I (Nate) most value stinging nettle as the ultimate wild spring vegetable — right up there with ramps (Allium tricoccum), but more valuable because when you have enough of it you can really treat it like a staple food. Once nettle leaves are exposed to heat, they rapidly wilt and the tiny hairs that cause the stinging sensation lose their potency. My favorite way to use the leaves is in soup (using water, stock, or milk as a base), but they also make a great addition to mashed potatoes or other vegetables, scrambled eggs or omelets, various stir-fries or curries, or as a meaty-tasting filling in vegetable dumplings, empanadas, or pierogies (or any other stuffed food!). To my non-meat-eating taste-buds, nettles taste more like meat than any other plant. I can't really explain why, but I know I'm not the only one who thinks so. Perhaps it has something to do with the fact that nettles contain all of the essential amino acids — like meat and eggs, and precious few other green vegetables.
Nutritionally, it's hard to beat stinging nettles. They contain significant quantities of potassium, protein, magnesium, Vitamin B6, and Vitamin C, along with loads of fiber, calcium, and Vitamin A. The one drawback (besides the sting) is that nettles should not be consumed after the plants begin to flower: at that point calcium carbonate begins to build up in the leaves which can cause damage to the kidneys and/or urinary tract (but, ironically enough, spring nettle infusions are considered by many to be important medicine for kidney and urinary issues). If you find plants in the wild that clearly haven't flowered (the flowers look something like green dreadlocks), even if its late in the summer or fall, you can eat them with confidence. The seeds are edible too, though I don't know many people who eat them, but supposedly they are very high in Omega-3 fatty acids.
Nettle tea is popular around the world, wherever it grows (and while it's native to Eurasia, it now grows throughout the temperate world). In Hawai'i, another plant in the nettle family, mamaki, makes a beloved tea. When I lived in the Netherlands, as a non-caffeine-drinker I quickly learned that stinging nettle ("brandnetel" in Dutch) is among the most popular herbal teas, alongside peppermint and chamomile, available at practically every restaurant, cafe, and coffeeshop in the country. But dried stinging nettle leaves aren't just good for tea: they can continue to be used as a vegetable too, easily rehydrated for soups and other dishes, so it's good to harvest as much as possible during the 2-4 month window before they begin to flower and dry as much as you can.
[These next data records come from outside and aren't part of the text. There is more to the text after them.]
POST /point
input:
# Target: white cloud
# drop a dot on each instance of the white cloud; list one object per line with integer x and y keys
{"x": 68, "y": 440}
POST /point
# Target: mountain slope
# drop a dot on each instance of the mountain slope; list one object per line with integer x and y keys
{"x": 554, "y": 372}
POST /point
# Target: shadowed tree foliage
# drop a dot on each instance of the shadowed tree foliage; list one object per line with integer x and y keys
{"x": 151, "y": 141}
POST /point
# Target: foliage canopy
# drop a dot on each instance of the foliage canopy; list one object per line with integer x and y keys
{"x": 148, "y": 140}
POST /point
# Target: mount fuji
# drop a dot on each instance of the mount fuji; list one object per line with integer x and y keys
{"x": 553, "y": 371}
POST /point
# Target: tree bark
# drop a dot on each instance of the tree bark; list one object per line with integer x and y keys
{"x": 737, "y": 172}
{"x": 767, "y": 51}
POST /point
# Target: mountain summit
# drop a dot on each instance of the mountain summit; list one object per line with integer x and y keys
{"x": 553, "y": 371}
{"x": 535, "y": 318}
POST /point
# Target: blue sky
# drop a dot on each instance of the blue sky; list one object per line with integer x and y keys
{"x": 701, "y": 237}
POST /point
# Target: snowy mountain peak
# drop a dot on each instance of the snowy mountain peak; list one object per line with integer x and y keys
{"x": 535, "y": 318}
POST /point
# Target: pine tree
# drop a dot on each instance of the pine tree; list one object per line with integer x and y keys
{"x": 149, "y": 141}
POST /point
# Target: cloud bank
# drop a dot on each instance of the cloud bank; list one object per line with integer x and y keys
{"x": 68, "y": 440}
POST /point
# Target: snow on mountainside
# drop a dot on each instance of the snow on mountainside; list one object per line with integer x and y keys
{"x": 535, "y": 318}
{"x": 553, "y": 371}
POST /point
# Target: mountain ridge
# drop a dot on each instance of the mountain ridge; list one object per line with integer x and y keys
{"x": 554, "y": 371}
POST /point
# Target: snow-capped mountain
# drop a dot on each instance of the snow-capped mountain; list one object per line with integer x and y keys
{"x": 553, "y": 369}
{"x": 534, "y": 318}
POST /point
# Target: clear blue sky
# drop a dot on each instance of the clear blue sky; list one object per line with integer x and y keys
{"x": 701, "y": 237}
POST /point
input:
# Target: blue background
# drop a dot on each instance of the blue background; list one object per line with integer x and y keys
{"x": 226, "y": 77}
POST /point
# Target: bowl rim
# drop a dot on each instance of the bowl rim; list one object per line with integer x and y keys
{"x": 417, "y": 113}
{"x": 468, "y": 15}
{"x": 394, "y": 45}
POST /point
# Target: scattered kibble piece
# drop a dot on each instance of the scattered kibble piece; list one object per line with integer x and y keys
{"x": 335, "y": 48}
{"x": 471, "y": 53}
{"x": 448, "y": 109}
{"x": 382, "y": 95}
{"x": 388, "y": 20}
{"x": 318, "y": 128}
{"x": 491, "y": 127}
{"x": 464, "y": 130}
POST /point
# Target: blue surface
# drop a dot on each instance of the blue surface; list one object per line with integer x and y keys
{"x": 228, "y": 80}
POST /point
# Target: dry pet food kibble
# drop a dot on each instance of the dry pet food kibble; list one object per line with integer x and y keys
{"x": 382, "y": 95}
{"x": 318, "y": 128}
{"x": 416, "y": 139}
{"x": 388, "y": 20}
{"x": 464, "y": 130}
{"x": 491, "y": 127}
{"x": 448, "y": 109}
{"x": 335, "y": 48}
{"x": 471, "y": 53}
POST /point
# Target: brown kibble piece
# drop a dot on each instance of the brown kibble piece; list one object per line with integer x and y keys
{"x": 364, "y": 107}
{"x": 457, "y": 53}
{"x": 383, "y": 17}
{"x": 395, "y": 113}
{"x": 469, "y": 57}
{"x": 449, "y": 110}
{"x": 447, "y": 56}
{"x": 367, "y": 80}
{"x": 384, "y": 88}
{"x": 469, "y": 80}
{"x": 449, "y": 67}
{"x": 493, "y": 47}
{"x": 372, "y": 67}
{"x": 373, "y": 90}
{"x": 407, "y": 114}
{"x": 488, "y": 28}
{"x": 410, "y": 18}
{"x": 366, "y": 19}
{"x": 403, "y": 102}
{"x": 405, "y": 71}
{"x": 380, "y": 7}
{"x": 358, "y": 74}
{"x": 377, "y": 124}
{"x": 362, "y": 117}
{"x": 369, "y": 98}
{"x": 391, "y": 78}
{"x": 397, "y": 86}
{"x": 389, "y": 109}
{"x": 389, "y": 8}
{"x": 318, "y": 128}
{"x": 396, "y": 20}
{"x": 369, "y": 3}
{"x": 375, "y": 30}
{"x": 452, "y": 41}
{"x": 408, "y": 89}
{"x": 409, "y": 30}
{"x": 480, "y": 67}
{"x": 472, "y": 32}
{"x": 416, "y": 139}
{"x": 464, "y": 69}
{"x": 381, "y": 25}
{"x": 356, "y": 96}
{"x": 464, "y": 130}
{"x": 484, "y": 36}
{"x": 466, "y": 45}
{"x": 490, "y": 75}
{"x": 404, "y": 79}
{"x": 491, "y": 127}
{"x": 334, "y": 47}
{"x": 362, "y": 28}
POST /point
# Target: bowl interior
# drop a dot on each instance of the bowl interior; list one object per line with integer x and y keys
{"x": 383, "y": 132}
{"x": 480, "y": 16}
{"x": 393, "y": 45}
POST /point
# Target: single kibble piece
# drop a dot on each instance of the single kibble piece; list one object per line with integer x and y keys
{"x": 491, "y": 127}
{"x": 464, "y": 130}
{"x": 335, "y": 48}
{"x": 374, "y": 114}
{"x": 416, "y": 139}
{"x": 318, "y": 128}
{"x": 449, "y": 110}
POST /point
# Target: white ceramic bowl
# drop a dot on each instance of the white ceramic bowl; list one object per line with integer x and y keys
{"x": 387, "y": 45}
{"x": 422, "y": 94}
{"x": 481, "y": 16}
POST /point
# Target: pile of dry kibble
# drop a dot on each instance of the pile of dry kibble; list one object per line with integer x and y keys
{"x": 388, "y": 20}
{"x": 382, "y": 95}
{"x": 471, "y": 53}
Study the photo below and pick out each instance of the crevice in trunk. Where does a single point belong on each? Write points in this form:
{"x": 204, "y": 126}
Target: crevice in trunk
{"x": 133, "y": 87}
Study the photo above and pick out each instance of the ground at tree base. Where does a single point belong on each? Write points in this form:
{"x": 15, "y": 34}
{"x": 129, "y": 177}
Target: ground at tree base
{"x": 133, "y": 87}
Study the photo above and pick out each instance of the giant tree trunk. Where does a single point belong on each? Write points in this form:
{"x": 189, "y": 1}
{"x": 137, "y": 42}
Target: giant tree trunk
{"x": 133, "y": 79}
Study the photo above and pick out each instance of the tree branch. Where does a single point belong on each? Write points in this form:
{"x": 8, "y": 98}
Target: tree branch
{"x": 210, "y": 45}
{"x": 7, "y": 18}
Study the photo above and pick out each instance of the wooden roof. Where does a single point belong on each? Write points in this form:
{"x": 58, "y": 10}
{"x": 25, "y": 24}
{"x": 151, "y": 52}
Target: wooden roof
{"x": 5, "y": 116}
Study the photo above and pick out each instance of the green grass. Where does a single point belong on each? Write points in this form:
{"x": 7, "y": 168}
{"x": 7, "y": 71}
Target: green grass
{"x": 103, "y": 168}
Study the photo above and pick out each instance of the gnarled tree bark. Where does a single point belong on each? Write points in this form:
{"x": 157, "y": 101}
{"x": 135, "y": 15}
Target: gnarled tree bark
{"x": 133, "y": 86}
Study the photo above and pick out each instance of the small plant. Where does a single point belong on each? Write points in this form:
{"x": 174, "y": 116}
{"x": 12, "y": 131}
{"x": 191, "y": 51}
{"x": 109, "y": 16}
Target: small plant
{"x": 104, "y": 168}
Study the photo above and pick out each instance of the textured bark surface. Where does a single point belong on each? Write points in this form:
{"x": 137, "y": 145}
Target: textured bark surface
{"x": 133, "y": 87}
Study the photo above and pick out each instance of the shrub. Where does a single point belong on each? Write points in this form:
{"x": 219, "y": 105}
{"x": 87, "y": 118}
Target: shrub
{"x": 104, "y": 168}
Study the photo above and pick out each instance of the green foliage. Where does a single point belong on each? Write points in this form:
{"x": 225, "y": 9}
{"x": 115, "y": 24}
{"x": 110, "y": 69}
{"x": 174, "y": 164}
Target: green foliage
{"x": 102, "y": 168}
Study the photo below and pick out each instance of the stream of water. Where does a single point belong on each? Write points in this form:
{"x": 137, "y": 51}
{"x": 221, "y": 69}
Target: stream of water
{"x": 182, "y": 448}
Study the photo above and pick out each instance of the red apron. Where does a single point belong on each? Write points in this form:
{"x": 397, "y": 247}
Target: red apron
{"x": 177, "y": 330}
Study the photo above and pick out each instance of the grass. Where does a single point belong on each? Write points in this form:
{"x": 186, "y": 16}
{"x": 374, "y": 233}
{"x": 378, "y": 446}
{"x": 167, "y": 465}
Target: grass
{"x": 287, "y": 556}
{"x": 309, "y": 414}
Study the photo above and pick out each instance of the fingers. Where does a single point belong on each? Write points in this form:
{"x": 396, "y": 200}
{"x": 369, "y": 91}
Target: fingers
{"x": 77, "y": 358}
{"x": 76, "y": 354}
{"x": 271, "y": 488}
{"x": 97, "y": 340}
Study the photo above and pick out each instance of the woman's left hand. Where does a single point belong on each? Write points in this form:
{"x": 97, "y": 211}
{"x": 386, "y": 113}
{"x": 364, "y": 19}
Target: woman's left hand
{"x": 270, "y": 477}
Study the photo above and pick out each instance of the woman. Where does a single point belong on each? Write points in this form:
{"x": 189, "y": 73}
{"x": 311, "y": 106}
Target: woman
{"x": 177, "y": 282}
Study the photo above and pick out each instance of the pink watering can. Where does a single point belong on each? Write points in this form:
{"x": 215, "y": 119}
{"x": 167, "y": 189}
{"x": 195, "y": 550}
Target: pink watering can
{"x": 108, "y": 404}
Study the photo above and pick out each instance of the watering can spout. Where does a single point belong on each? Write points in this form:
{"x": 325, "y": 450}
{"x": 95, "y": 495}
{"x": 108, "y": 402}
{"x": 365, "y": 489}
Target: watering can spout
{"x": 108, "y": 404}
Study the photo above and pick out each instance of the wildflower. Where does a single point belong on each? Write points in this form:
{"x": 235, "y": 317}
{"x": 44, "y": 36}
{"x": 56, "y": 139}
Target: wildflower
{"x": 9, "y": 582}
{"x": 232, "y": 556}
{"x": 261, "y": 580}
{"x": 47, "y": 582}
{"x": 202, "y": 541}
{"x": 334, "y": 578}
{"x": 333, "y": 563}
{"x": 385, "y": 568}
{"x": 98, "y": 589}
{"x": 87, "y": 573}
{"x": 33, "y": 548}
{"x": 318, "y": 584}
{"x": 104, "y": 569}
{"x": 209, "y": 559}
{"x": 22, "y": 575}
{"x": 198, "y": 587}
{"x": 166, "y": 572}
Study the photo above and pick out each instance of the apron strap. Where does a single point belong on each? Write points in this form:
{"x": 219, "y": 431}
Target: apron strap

Stinging nettles grow best along edges. They can often be found where field meets forest, and they often take over disturbed areas. They can thrive in full sun or nearly complete shade. They are cold hardy perennials and definitely will spread if given half a chance. We recommend planting them someplace where it won't be a problem for them to form an impenetrable wall of stinging leaves (like by a fence in a little visited corner of your property, or an ignored patch of land next to a ballfield or park). The best patches of stinging nettles are out-of-the-way enough for you to get your fill each spring and not be bothered by them the rest of the year.